Doris Edler hat in ihrer Dissertation, Vergessene
Bilder, die Motivwelt der Genremaler systematisiert und Kategorien gebildet.
Werke typischer Vertreter der Genremalerei hat sie beispielhaft
zugeordnet.
Die Einteilung von Doris Edler mache ich mir zu eigen, um die
Motivwelt von Otto Piltz zu strukturieren. Den einzelnen Motivgruppen
stelle ich jeweils Zitate aus ihrem Werk voraus.
An der Zuordnung der Beispiele zu den Kategorien ist
zu erkennen, wo er seine Schwerpunkte setzte. Einige Werke lassen sich mehreren
Gruppen zuordnen, andere wiederum finden in diesen Kategorien keine
Entsprechung.
Zitate entnommen: Doris Edler, Vergessene Bilder.
S. 153 ff.
"Betrachtet man die Motivwelt der späten Genremalerei in
ihrer Gesamtheit, so ist ihr hervorstechendstes Merkmal angesichts der
weitgehenden sozialen Veränderungen im Gefolge des Industrialisierungsprozesses
die nahezu ausschließliche Bevorzugung von Themen aus dem Bereich des
ländlichen Lebens. Noch zur Biedermeierzeit entsprach eine derartige von
bäuerlichen Lebensformen geprägte Darstellung des Volkslebens im großen und ganzen
den realen Lebensverhältnissen. Ökonomisch kam dem primären Sektor immer noch
die größte Bedeutung zu, die Anzahl der Großstädte war außerordentlich gering,
und selbst das Kleinstadtleben hatte in seiner Beschaulichkeit noch einen eher
ländlichen Charakter. Für das letzte Drittel des Jahrhunderts ist diese
Dominanz ländlicher Motive jedoch anders zu bewerten. Es ist die Zeit massiver
Urbanisierungsprozesse, technologisch-ökonomischer Umwälzungen und rastloser
Veränderungen der städtischen Lebensformen. All diese aktuellen Entwicklungen
werden von der Genremalerei so gut wie gar nicht thematisiert.

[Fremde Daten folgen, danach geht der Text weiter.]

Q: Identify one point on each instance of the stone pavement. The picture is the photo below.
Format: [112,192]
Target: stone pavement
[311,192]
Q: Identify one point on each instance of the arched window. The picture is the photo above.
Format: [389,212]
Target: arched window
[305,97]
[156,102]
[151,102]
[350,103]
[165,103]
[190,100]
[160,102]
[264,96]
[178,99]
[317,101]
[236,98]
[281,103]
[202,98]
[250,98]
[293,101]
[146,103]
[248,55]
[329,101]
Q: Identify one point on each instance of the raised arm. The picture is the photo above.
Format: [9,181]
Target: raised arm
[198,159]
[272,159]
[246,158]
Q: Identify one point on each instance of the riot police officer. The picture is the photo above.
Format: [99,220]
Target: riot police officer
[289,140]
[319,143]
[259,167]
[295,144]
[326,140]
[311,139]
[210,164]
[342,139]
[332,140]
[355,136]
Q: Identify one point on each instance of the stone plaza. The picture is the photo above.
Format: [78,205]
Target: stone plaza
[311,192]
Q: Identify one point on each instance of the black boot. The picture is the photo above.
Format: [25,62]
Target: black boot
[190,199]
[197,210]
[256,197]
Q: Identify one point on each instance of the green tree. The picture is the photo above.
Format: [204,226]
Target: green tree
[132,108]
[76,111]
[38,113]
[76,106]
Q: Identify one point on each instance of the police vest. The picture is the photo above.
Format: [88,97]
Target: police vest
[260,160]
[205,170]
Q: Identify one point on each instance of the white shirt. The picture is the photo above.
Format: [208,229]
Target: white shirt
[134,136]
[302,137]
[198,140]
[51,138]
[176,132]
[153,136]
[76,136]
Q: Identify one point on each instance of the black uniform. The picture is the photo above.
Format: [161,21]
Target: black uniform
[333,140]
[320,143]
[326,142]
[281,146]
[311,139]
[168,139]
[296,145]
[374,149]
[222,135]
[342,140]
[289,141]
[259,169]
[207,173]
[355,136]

Das beharrliche Festhalten an der traditionellen Motivwelt der
Genremalerei erscheint vor dem Hintergrund der permanenten Umwälzungen als
Suche nach noch intakten traditionellen Lebenszusammenhängen. Damit hat sich
die Landmotivik in der Genremalerei von einer – wenn auch häufig verklärten –
Umwelt zu einer Gegenwelt entwickelt. Die Bilder deuten auf eine gewisse
Distanzierung vom bürgerlichen Leben, seinen Moden, seinen Umgangsformen,
seiner zivilisierten Gekünsteltheit. Sie zeigen die Einfachheit und
Natürlichkeit der Landbevölkerung als positives Gegenbild zum
zivilisationsüberfrachteten bürgerlichen Leben, das, wenn überhaupt, meist nur
in historischem Gewand zur Darstellung kommt. Jedoch verweisen gerade jene
Bilder, die Begegnungen zwischen Bürgern und Bauern zum Gegenstand haben, auf
den illusionären Charakter der ländlichen Gegenwelt. Der Bürger mag zwar vom
ursprünglichen und naturverbundenen Bauernleben schwärmen, gleichzeitig ist er
seiner städtischen Welt jedoch fest verhaftet. Der reale Bauer erscheint in der
Fremdheit seiner Lebensformen als unvereinbar mit der Realität des eigenen
Lebens. Die tatsächliche Kluft zwischen Bürgern und Bauern kommt auch in den
Bildern zum Ausdruck, welchen den Bauern in politischen oder auch anderen
gesellschaftlichen Situationen in seinem naiven Traditionalismus karikierend,
tölpelhaft und schrullig darstellen."